The table below details the threats identified in the architecture, along with possible measures and tools to mitigate them.

Threats Risk Mitigators (Tools and Techniques)
Sensitive Information Disclosure: AI models may unintentionally expose confidential data, leading to privacy breaches. Protecting Sensitive Data: Encrypting sensitive input data and adhering to regional data regulations (e.g. GDPR) to safeguard privacy and prevent unauthorized access. Tools: Masked AI / Presidio
Insecure Output Handling: Accepting AI model outputs without scrutiny can expose backend systems to vulnerabilities. Content Filtering: Removing harmful or inappropriate content to uphold safety and integrity.

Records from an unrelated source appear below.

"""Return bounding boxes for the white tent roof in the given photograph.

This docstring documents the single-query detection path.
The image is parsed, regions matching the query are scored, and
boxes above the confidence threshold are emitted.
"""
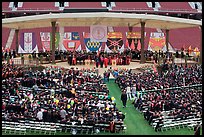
[2,12,202,29]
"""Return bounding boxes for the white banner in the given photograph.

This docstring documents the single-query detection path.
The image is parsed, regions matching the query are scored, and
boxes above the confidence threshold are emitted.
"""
[90,25,107,42]
[24,33,32,53]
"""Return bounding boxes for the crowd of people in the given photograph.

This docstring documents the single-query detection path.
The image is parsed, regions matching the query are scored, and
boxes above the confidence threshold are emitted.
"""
[113,65,202,131]
[116,65,202,91]
[2,64,125,133]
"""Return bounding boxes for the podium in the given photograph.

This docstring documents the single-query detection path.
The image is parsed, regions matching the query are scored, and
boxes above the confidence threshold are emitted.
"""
[112,59,116,66]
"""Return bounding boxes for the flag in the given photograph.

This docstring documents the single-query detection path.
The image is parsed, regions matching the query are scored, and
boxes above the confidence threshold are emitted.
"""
[50,32,60,50]
[130,39,135,50]
[194,47,200,56]
[106,32,123,51]
[127,32,141,39]
[40,32,50,51]
[18,32,38,53]
[188,46,192,55]
[90,25,107,42]
[148,32,165,51]
[83,32,102,52]
[137,39,141,50]
[63,32,81,51]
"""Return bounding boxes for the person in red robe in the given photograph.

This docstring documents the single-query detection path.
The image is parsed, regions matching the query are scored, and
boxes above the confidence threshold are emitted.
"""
[103,57,108,68]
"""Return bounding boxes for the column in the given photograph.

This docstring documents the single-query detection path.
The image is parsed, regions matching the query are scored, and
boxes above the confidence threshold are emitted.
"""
[15,29,19,53]
[51,21,56,64]
[140,22,145,64]
[166,29,169,52]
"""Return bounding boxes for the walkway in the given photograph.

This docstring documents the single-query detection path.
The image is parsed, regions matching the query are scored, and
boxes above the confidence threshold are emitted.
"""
[107,80,196,135]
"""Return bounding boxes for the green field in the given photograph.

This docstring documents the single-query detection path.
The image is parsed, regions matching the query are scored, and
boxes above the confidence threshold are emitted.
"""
[107,80,202,135]
[2,80,202,135]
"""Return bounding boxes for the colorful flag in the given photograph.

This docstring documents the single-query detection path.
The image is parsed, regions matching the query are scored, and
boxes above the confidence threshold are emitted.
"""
[63,32,81,51]
[130,39,135,50]
[148,32,166,51]
[188,46,192,55]
[90,25,107,42]
[18,32,38,53]
[194,47,200,56]
[83,32,102,52]
[40,32,50,51]
[106,32,123,51]
[137,39,141,51]
[127,32,141,39]
[50,32,60,50]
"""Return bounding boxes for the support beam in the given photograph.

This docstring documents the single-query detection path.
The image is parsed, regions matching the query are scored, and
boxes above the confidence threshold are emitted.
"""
[15,29,19,53]
[166,29,169,52]
[51,21,56,64]
[140,22,145,64]
[199,26,203,64]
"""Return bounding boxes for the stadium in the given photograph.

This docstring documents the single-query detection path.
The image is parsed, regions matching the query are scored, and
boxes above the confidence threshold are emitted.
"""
[2,2,202,135]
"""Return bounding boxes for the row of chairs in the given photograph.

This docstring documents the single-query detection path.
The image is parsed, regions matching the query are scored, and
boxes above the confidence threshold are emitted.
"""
[2,120,127,135]
[161,118,202,131]
[2,126,26,135]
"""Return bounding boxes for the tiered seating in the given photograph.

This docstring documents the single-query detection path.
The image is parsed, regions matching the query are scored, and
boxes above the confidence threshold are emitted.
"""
[17,2,59,11]
[2,2,11,12]
[159,2,197,12]
[66,2,106,9]
[112,2,153,11]
[2,28,10,48]
[113,27,157,50]
[2,67,125,134]
[169,28,201,50]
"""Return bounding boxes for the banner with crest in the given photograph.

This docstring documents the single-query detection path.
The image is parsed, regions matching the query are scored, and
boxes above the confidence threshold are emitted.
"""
[148,32,166,51]
[83,32,102,52]
[40,32,50,51]
[18,32,38,53]
[40,32,60,52]
[63,32,81,51]
[90,25,107,42]
[106,32,123,52]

Overreliance: Relying too much on AI models without understanding their limits or having human oversight can cause errors or unforeseen outcomes. Human-in-the-Loop Monitoring: Establish systems for human oversight to prevent undesirable outcomes from overreliance on AI.

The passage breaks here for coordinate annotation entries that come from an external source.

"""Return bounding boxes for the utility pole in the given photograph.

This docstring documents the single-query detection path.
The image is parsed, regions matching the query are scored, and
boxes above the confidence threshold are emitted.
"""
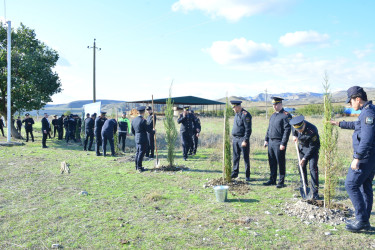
[87,38,101,102]
[264,89,268,120]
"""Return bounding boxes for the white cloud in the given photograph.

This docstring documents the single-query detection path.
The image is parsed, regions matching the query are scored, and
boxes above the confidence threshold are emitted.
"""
[353,44,374,59]
[172,0,292,21]
[203,38,277,65]
[279,30,329,47]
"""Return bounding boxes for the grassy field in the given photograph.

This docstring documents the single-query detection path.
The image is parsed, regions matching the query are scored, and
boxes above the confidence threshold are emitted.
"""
[0,117,375,249]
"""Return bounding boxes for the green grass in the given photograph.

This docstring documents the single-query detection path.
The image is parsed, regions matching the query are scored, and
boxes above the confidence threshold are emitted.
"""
[0,118,375,249]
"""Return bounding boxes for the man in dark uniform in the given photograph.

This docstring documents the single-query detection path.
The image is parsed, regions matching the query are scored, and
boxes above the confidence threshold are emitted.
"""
[331,86,375,232]
[22,113,34,142]
[146,106,156,158]
[57,115,65,140]
[42,113,51,148]
[131,106,147,173]
[290,115,320,200]
[177,106,193,161]
[118,111,130,153]
[83,113,95,151]
[263,97,292,188]
[230,101,252,181]
[94,111,107,156]
[190,110,201,155]
[17,117,22,135]
[52,115,58,138]
[102,119,117,156]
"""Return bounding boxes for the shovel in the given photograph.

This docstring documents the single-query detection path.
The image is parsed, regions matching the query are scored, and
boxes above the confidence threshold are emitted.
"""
[295,142,312,200]
[152,95,159,167]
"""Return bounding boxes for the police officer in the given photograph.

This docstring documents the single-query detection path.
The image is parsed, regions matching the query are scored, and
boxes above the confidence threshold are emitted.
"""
[22,113,34,142]
[94,111,107,156]
[42,113,51,148]
[66,114,77,143]
[0,116,5,137]
[57,115,65,140]
[118,111,130,153]
[230,101,252,181]
[17,116,22,135]
[102,119,117,156]
[331,86,375,232]
[83,113,95,151]
[131,106,147,173]
[263,96,292,188]
[190,110,201,155]
[52,115,59,138]
[290,115,320,200]
[146,106,156,158]
[177,106,193,161]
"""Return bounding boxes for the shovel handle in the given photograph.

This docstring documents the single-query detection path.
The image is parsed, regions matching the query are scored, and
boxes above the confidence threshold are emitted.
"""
[294,142,307,195]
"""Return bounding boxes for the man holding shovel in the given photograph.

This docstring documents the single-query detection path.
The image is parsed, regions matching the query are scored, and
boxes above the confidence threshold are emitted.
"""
[331,86,375,232]
[290,115,320,200]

Training data poisoning: Manipulating training data can compromise model integrity, introducing biases or vulnerabilities that undermine system effectiveness and reliability. Data Filtering: Analyzing data to remove harmful information, ensuring accurate and reliable results. Tools: Evidently AI, TFDV (TensorFlow Data Validation)

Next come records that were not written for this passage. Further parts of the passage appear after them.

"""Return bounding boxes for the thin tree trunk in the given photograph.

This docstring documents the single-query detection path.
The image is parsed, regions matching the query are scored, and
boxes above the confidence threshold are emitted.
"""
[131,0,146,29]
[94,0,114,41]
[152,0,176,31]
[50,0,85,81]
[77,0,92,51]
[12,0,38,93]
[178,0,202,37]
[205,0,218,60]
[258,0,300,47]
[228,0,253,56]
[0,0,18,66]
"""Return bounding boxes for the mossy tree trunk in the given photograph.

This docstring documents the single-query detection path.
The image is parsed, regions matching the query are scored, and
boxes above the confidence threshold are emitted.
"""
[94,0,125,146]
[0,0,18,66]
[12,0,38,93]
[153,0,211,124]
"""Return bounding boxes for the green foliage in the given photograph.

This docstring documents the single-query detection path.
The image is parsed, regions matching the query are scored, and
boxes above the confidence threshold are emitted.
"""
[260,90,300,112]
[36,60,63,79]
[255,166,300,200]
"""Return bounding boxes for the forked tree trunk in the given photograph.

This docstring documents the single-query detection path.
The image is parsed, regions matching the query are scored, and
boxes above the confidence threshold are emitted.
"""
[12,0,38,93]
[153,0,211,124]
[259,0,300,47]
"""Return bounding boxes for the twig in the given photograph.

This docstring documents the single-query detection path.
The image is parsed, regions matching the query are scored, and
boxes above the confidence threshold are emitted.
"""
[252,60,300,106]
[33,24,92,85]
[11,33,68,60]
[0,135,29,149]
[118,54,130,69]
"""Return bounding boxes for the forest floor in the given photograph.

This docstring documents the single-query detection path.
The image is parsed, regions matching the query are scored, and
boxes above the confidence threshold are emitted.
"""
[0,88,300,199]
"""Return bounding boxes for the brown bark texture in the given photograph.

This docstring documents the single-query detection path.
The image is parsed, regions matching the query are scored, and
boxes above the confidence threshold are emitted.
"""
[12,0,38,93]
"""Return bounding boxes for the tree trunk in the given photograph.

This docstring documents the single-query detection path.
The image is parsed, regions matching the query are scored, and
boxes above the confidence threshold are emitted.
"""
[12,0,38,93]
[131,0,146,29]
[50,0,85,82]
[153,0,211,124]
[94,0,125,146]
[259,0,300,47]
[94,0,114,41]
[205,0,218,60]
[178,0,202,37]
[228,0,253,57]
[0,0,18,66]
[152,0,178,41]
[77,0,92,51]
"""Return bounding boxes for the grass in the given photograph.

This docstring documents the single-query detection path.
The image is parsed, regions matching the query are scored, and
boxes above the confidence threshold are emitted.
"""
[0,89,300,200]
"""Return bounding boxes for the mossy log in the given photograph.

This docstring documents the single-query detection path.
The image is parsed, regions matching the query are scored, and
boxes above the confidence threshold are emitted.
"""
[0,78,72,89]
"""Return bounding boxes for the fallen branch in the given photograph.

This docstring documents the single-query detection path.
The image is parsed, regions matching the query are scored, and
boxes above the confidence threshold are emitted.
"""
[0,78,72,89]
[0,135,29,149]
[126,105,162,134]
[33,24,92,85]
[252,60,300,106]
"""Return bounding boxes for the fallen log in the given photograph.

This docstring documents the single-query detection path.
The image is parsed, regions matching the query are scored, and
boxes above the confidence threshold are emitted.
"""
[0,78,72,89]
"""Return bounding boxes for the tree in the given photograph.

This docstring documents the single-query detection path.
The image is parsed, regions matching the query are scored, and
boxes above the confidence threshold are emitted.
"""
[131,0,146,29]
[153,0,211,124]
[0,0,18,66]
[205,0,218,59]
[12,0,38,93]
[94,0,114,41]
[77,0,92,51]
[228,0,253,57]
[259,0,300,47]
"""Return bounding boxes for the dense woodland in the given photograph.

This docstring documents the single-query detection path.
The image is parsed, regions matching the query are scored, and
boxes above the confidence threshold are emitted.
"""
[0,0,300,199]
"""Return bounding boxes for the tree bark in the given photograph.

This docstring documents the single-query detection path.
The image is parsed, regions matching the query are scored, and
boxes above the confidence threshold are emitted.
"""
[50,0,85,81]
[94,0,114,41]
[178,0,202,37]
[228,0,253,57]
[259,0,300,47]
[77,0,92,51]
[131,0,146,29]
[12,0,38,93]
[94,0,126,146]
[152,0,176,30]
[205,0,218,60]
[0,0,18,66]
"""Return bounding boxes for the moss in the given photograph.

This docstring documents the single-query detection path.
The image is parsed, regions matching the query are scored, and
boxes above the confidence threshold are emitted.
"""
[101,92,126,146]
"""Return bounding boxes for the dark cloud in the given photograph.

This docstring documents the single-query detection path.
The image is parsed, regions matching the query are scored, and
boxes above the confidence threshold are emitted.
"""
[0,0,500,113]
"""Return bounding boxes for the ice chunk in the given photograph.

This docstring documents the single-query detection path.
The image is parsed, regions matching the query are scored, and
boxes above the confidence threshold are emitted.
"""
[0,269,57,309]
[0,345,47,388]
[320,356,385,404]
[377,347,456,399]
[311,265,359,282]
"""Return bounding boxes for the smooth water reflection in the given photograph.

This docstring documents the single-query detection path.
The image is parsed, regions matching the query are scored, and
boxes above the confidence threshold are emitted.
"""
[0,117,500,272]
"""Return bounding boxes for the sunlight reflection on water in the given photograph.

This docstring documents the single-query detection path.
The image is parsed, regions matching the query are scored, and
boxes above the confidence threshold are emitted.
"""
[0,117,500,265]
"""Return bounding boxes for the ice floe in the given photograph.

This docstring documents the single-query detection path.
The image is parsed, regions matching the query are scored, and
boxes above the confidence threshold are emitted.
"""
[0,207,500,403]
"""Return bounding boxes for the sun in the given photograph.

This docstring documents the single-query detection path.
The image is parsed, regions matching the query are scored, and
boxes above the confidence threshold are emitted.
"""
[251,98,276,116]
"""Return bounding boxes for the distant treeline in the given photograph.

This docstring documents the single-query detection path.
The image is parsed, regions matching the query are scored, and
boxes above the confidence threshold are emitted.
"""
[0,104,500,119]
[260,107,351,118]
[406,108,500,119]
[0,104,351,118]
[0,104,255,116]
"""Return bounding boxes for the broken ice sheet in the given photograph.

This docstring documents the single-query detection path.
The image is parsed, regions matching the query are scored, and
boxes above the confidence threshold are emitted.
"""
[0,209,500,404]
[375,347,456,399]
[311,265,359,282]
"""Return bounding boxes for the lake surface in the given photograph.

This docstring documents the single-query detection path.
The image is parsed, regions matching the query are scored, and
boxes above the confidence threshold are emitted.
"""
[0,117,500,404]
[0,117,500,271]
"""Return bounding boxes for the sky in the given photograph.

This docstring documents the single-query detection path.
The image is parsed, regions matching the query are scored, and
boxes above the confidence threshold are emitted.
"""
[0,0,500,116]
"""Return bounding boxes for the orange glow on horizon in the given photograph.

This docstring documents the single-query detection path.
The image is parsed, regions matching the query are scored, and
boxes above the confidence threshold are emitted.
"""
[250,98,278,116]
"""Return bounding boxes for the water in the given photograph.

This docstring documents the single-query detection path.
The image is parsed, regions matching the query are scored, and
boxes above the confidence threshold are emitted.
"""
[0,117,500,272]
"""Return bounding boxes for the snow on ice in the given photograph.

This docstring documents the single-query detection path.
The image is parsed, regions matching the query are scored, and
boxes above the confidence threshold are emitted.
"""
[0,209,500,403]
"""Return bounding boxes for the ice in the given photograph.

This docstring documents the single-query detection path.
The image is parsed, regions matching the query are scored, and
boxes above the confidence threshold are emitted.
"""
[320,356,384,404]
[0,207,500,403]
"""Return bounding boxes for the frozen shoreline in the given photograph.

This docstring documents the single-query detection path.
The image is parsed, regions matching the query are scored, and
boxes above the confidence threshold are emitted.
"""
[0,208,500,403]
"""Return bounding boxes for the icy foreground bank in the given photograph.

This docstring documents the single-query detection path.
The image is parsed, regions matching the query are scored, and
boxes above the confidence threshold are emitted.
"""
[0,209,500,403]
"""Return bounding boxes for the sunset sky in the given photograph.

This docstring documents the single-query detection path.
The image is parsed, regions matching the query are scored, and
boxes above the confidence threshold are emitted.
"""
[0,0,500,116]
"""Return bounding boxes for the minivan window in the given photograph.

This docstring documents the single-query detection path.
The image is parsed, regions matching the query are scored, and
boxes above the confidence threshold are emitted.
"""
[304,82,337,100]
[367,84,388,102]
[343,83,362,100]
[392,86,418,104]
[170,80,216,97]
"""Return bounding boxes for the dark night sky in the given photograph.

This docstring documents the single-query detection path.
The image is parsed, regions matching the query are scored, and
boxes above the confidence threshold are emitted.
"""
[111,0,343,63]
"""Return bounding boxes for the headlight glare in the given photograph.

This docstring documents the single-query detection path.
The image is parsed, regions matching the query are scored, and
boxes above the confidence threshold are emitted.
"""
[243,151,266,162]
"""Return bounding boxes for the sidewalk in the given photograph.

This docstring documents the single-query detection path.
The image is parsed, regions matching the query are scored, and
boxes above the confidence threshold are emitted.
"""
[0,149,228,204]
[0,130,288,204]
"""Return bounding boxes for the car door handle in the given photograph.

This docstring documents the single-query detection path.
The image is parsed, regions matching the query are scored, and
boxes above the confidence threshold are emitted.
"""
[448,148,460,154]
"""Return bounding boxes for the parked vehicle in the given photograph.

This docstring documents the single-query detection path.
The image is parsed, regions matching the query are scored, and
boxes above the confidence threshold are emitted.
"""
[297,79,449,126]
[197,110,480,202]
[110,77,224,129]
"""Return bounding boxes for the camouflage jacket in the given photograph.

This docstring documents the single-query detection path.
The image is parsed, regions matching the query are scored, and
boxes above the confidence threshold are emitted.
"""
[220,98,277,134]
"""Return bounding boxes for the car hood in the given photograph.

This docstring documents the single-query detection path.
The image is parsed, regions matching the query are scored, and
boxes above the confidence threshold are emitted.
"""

Prompt injection: Involves manipulating AI/ML models, especially large language models (LLMs), through crafted inputs to induce unintended actions. (e.g. Jailbreaks Prompt – (DAN) Do anything now) Prompt Filtering: Process of mitigating data leakage and safeguarding sensitive data while using LLMs. Tools: Prompt Injections filtering using LLM’s
Model Theft: Unauthorized access to AI models risks intellectual property theft, loss of competitiveness, and misuse of stolen models. Access Control: Regulating data and model access through user permissions and authentication like two-factor authentication to prevent unauthorized access and theft.
Adversarial Attack: A strategy to deceive AI into errors or misclassifying data by manipulating input subtly. Adversarial Testing: Rigorous testing to find and fix AI system vulnerabilities, simulating real-world attacks for improved robustness and security. Tools: ART – Adversarial Robustness Toolbox

These tools for managing AI system threats align well with the management phase of the AI RMF (AI Risk Management Framework) developed by NIST.  

What is an AI risk management Framework?

AI RMF is a structured process for identifying, assessing, and mitigating risks throughout the AI lifecycle. Therefore, it’s a core to enhance overall risk management efficacy.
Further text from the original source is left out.